Appellant challenges the trial court’s revocation order entered March 1, 2021, revoking his
previously suspended sentence and imposing six years of active incarceration. Appellant argues
that the court abused its discretion by imposing a disproportionate punishment and asks that we
“undertake a reasonableness review of his sentence.” After examining the briefs and record in this
case, the panel unanimously holds that oral argument is unnecessary because “the appeal is wholly
without merit.” Code § 17.1-403(ii)(a); Rule 5A:27(a). Accordingly, we affirm the trial court’s
judgment.
BACKGROUND
“[I]n appeals from revocation proceedings, the trial court’s ‘findings of fact and judgment
will not be reversed unless there is a clear showing of abuse of discretion.’” Green v.
Commonwealth, 65 Va. App. 524, 532 (2015) (quoting Davis v. Commonwealth, 12 Va. App. 81,
*
Pursuant to Code § 17.1-413, this opinion is not designated for publication.
86 (1991)). “The evidence is considered in the light most favorable to the Commonwealth, as
the prevailing party below.” Jacobs v. Commonwealth, 61 Va. App. 529, 535 (2013) (citing
Giles v. Commonwealth, 277 Va. 369, 375 (2009)).

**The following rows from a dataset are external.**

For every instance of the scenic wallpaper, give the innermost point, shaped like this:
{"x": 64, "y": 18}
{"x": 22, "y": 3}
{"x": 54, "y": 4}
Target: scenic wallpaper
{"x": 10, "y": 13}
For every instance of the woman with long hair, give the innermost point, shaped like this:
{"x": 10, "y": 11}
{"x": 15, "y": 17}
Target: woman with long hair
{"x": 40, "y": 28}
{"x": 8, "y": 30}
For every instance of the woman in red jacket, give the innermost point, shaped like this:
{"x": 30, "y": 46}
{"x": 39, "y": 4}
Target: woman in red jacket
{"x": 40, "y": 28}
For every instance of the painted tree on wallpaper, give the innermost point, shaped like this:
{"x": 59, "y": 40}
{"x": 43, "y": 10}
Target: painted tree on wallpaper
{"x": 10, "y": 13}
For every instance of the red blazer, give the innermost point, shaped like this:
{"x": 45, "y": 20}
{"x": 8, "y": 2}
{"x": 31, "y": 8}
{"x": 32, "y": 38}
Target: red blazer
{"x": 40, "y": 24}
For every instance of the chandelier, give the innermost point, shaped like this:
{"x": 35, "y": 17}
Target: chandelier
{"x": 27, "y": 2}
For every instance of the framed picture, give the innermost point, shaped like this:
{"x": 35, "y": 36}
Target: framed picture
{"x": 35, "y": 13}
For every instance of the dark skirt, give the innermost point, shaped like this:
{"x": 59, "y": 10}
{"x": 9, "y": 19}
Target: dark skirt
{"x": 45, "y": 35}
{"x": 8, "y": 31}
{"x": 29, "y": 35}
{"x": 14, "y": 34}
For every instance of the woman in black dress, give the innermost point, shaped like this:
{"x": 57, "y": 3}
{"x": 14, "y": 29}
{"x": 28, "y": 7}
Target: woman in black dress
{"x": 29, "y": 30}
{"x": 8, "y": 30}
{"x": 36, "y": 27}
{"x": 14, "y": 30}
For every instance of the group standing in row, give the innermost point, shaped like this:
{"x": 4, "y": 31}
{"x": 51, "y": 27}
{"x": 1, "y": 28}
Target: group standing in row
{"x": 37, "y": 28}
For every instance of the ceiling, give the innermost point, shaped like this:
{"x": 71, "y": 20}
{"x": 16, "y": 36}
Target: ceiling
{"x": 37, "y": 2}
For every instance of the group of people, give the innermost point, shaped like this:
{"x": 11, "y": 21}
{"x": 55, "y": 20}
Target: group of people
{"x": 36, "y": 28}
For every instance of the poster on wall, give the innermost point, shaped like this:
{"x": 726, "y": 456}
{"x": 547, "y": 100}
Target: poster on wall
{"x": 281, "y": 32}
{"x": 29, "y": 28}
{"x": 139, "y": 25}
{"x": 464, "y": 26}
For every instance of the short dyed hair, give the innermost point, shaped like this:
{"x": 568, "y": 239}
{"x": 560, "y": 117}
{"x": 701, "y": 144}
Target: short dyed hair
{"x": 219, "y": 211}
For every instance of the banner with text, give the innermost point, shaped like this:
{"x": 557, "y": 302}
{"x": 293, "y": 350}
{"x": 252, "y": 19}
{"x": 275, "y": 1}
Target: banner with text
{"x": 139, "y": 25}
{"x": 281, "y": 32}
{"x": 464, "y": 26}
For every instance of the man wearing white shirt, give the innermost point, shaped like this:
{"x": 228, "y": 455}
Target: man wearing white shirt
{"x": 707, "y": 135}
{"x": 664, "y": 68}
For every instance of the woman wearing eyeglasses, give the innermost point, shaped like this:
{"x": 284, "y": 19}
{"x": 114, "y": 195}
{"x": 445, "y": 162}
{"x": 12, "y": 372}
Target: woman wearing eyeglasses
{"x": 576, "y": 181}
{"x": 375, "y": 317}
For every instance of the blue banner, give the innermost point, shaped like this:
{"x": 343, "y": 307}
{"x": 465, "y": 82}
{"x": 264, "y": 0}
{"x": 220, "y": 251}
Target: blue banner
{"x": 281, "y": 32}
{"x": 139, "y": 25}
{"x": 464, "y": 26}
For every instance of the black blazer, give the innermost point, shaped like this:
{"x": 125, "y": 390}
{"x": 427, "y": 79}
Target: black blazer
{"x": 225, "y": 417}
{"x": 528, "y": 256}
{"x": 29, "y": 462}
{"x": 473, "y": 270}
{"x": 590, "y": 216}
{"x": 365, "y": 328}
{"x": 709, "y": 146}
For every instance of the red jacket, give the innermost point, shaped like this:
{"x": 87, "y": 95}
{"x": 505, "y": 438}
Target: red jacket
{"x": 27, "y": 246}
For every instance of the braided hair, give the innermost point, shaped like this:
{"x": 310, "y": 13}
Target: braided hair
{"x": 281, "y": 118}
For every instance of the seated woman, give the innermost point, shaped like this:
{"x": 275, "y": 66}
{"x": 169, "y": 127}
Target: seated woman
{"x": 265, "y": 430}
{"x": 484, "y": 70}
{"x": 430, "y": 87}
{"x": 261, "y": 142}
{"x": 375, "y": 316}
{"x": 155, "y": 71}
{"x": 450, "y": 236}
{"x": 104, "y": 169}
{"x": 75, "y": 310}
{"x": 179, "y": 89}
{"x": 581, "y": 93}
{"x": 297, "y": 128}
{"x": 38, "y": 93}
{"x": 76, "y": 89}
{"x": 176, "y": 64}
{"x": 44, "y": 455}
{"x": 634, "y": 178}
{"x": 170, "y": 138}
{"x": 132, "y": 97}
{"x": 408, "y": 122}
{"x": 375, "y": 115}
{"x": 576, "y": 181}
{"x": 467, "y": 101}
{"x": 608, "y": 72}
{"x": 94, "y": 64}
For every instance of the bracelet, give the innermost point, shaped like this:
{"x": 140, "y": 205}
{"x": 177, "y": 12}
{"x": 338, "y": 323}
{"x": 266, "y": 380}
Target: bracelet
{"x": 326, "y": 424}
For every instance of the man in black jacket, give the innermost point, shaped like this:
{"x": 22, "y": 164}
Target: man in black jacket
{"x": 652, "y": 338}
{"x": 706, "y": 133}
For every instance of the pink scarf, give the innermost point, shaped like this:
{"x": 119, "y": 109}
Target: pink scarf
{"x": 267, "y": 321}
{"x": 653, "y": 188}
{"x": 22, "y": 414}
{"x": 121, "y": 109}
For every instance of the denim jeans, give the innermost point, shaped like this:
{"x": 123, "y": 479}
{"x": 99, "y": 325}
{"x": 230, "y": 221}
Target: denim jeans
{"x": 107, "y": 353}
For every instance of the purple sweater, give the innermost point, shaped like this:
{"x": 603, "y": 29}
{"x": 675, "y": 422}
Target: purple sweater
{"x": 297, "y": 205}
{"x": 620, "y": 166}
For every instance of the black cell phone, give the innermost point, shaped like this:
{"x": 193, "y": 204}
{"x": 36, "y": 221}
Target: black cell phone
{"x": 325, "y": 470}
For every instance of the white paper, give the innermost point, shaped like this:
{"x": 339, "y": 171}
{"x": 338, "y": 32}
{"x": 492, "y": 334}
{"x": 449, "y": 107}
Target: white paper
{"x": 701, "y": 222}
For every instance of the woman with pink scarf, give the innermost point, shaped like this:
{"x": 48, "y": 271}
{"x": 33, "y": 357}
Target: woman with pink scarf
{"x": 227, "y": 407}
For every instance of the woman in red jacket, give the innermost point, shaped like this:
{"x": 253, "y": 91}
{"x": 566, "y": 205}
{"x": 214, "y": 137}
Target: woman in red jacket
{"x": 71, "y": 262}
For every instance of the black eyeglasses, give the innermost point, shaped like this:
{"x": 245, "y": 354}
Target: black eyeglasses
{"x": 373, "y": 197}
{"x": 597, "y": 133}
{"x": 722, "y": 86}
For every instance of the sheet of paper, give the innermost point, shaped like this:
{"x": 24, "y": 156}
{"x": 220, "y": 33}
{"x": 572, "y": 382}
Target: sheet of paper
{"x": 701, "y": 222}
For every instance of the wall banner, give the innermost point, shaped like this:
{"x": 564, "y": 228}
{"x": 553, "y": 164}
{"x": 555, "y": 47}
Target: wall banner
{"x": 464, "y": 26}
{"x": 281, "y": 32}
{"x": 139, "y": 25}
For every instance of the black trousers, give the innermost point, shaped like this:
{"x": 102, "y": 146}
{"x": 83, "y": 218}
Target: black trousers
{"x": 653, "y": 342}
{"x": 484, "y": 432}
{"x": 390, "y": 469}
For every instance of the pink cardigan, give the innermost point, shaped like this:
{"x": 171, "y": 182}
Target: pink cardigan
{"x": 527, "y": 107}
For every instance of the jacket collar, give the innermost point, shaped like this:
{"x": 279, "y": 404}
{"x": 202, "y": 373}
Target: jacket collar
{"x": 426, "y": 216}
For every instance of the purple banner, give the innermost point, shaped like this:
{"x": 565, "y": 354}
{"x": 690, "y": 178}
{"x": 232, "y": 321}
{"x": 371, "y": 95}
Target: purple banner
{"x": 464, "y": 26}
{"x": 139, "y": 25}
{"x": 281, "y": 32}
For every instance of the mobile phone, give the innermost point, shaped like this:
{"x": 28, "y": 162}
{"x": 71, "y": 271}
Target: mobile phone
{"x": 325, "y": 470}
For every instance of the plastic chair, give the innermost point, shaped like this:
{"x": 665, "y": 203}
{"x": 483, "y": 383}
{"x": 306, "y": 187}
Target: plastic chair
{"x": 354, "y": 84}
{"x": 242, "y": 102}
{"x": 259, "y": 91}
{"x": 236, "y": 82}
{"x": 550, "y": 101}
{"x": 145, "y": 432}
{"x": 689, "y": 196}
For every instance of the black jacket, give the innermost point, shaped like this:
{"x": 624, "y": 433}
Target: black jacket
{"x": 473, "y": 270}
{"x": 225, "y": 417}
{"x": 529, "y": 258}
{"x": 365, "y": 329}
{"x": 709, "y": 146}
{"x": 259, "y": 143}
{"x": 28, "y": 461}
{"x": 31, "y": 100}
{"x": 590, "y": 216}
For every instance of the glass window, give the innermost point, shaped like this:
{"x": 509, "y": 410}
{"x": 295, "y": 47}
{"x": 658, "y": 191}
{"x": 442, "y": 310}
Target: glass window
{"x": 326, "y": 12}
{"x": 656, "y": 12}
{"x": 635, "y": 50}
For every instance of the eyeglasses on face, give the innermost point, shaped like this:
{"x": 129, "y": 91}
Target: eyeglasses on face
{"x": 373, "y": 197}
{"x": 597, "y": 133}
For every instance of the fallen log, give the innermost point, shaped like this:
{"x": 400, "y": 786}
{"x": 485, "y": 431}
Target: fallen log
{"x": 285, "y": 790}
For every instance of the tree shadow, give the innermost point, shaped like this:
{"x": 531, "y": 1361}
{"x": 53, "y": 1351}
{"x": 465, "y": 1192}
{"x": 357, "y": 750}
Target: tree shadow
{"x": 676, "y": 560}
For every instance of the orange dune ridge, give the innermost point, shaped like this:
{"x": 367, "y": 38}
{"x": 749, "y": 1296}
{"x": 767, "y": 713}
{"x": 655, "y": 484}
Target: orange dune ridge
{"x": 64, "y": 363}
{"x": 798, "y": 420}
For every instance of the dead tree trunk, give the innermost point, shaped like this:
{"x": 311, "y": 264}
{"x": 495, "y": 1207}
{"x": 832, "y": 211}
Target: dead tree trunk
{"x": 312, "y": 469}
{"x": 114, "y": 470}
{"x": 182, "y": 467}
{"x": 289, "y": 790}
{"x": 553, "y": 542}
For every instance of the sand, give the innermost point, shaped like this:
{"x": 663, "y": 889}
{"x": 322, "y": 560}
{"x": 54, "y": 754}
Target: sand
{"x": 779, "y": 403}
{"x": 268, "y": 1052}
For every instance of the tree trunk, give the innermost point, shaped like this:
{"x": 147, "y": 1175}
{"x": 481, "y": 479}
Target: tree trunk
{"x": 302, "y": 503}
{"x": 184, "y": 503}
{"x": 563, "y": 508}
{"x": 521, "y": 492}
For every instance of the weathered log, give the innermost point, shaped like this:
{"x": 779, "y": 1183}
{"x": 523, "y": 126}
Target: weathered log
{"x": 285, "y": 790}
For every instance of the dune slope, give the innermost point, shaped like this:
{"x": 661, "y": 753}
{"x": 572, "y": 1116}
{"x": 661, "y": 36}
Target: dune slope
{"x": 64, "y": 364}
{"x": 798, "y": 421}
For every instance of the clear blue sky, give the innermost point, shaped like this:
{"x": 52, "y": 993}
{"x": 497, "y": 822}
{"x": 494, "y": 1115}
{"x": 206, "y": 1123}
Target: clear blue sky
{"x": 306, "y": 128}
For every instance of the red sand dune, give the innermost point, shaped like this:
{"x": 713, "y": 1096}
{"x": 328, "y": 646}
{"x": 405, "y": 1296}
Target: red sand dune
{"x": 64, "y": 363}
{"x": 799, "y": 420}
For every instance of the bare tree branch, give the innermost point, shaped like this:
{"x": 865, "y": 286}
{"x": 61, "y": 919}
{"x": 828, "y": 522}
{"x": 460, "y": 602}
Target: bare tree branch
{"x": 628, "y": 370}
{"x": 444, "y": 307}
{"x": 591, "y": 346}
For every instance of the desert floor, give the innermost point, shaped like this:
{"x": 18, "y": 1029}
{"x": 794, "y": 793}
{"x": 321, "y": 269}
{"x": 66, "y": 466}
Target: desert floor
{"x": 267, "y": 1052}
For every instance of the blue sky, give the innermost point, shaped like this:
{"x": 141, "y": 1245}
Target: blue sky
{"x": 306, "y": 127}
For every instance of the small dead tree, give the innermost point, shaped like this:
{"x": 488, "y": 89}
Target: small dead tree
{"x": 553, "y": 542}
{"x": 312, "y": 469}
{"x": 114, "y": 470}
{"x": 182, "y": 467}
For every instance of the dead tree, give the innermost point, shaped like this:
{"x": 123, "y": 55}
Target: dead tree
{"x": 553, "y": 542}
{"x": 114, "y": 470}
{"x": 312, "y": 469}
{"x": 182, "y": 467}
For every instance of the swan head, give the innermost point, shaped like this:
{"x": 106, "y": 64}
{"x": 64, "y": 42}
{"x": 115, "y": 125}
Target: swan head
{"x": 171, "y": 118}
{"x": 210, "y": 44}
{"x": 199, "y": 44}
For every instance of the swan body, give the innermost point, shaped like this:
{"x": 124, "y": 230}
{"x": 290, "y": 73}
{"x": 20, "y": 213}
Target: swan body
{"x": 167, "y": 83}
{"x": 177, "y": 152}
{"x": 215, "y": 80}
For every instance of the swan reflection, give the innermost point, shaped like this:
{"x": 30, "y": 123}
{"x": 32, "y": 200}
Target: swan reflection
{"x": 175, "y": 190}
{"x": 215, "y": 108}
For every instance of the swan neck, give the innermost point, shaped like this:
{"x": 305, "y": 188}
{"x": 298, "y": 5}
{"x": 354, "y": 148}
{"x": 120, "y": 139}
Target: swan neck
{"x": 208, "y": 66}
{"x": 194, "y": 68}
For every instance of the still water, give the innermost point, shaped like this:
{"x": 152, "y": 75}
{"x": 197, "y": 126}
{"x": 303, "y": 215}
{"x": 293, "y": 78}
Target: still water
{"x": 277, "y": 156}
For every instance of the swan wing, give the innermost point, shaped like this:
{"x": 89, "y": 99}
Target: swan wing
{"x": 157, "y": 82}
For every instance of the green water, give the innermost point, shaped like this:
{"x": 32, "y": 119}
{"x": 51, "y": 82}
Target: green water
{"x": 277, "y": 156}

On November 5, 2018, appellant pleaded guilty to grand larceny, in violation of Code
§ 18.2-95. The trial court sentenced appellant to ten years’ incarceration with nine years and six
months suspended, and an indefinite period of supervised probation, not to exceed the suspended
sentence period. The conditions of probation required that appellant comply with all rules and
requirements set by his probation officer and submit to random drug and alcohol screening.
In August 2019, appellant’s probation officer filed a major violation report alleging that
appellant had failed to report to probation within three working days after his release from
incarceration and had absconded from supervision. After a hearing, the trial court revoked
appellant’s previous nine-year, six-month sentence and resuspended it in full. Appellant’s
conditions of probation remained the same.
After returning to supervised probation, appellant absconded from supervision and was
convicted of armed robbery in Baltimore, Maryland. At that point, appellant’s criminal record
indicated nineteen prior felony convictions. At the subsequent revocation hearing, appellant
proffered that after his initial release from incarceration, he became homeless. Appellant arranged
to relocate to Maryland with probation but went to Baltimore before the transfer was finalized
because his housing expired. In Baltimore, appellant struggled with homelessness and addiction.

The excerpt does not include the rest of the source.